After fitting the Rasch model, the residuals should contain no further systematic structure. The largest eigenvalue of the residual correlation matrix can be considered the headline diagnostic; a value clearly above the simulation-based cutoff suggests a secondary dimension. However, an eigenvalue below the cutoff does not by itself support unidimensionality.

pca_cut <- RMdimResidualPCACutoff(items, iterations = 100, parallel = FALSE,
                       seed = 1)
RMdimResidualPCA(items, cutoff = pca_cut)

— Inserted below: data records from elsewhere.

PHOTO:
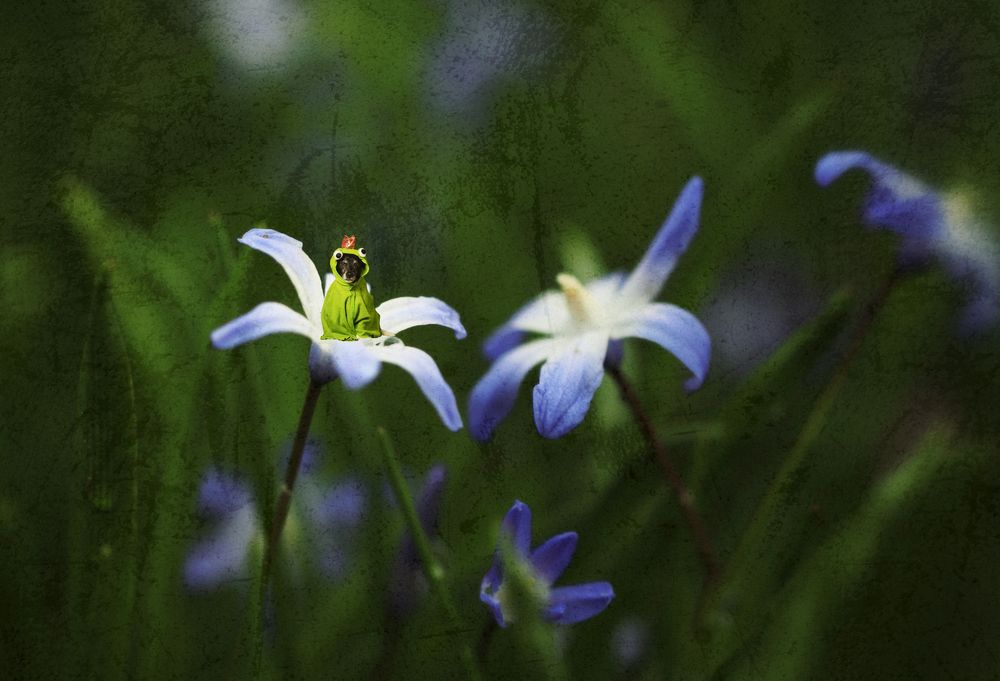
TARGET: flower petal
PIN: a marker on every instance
(222, 556)
(297, 265)
(677, 331)
(572, 604)
(606, 289)
(517, 526)
(669, 243)
(263, 320)
(342, 505)
(427, 375)
(547, 313)
(567, 383)
(352, 361)
(399, 314)
(494, 606)
(896, 200)
(222, 494)
(493, 396)
(551, 558)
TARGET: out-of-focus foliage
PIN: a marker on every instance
(480, 149)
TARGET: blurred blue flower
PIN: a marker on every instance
(356, 363)
(334, 515)
(563, 605)
(407, 582)
(222, 556)
(932, 225)
(585, 325)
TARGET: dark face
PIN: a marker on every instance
(350, 268)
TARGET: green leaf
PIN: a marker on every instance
(104, 523)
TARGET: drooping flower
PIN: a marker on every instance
(222, 556)
(932, 224)
(356, 363)
(583, 325)
(562, 605)
(333, 515)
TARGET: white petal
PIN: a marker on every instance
(297, 265)
(675, 330)
(427, 375)
(263, 320)
(352, 361)
(494, 395)
(568, 382)
(667, 246)
(400, 314)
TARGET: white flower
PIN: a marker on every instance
(582, 325)
(356, 363)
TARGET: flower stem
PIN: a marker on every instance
(483, 647)
(745, 572)
(433, 570)
(703, 543)
(291, 473)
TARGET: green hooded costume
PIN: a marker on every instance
(349, 309)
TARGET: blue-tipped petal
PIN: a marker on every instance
(493, 396)
(517, 526)
(263, 320)
(572, 604)
(427, 375)
(669, 243)
(677, 331)
(297, 265)
(568, 382)
(896, 200)
(400, 314)
(551, 558)
(222, 556)
(222, 494)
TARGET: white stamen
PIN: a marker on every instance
(579, 301)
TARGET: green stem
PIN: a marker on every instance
(433, 570)
(781, 497)
(703, 543)
(291, 473)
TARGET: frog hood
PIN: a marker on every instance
(349, 246)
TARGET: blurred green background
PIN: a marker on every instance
(478, 149)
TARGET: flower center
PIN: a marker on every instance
(511, 603)
(578, 299)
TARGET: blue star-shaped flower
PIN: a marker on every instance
(563, 605)
(932, 224)
(582, 324)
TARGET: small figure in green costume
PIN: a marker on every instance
(349, 309)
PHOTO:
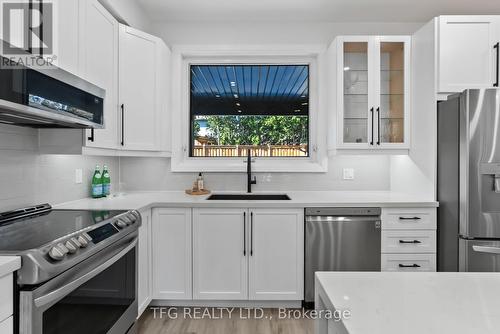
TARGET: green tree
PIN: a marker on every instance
(258, 130)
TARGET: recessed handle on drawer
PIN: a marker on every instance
(410, 241)
(409, 265)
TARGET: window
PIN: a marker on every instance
(261, 108)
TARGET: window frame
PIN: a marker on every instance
(184, 57)
(191, 139)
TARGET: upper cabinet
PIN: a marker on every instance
(99, 65)
(467, 52)
(142, 90)
(373, 92)
(131, 66)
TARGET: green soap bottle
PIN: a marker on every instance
(106, 182)
(97, 183)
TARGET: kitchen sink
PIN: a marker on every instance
(249, 197)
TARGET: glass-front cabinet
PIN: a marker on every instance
(373, 101)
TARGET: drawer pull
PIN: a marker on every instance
(410, 241)
(409, 265)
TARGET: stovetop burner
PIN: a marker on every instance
(41, 228)
(52, 241)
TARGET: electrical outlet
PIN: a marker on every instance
(348, 174)
(78, 176)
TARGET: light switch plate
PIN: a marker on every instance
(348, 174)
(78, 176)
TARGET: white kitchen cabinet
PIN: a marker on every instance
(409, 239)
(373, 92)
(142, 90)
(172, 253)
(220, 250)
(99, 65)
(7, 326)
(276, 262)
(132, 66)
(241, 254)
(67, 49)
(144, 266)
(466, 52)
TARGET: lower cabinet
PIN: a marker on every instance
(409, 239)
(220, 250)
(277, 254)
(144, 266)
(241, 254)
(172, 253)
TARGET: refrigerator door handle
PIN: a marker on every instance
(486, 249)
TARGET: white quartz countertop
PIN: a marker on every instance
(144, 200)
(414, 303)
(9, 264)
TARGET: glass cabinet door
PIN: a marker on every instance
(355, 92)
(391, 112)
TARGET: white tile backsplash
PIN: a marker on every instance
(372, 173)
(28, 178)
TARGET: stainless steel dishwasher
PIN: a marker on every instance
(340, 239)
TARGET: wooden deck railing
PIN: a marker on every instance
(257, 151)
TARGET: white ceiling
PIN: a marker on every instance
(313, 10)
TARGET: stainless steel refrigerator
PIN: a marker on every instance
(469, 182)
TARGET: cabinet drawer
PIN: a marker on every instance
(409, 219)
(6, 301)
(409, 262)
(7, 326)
(408, 241)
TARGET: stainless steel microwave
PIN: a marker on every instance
(48, 98)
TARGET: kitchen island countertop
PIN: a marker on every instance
(409, 303)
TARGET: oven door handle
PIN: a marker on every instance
(66, 289)
(486, 249)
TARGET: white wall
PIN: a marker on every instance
(371, 172)
(28, 178)
(128, 12)
(154, 174)
(175, 33)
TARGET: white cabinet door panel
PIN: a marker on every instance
(219, 265)
(99, 46)
(466, 53)
(277, 253)
(144, 265)
(138, 89)
(172, 247)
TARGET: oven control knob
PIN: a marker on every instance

Partial Credit Model (9 items), n = 600 respondents. Total observed variance: 51.3% explained by measures, 48.7% unexplained. First-contrast cutoff = 1.217 based on 100 simulation iterations (99th percentile).
Component	Eigenvalue	Proportion of variance	Flagged
PC1	1.520	0.200	TRUE
PC2	1.341	0.176	TRUE
PC3	1.113	0.146	FALSE
PC4	0.909	0.119	FALSE
PC5	0.853	0.112	FALSE

Also of interest is the plot of item standardized loadings on the first residual contrast and item locations. This figure can be helpful to identify clusters in data, perhaps related to local dependency and/or multidimensionality.

RMdimResidualPCA(items, output = "ggplot")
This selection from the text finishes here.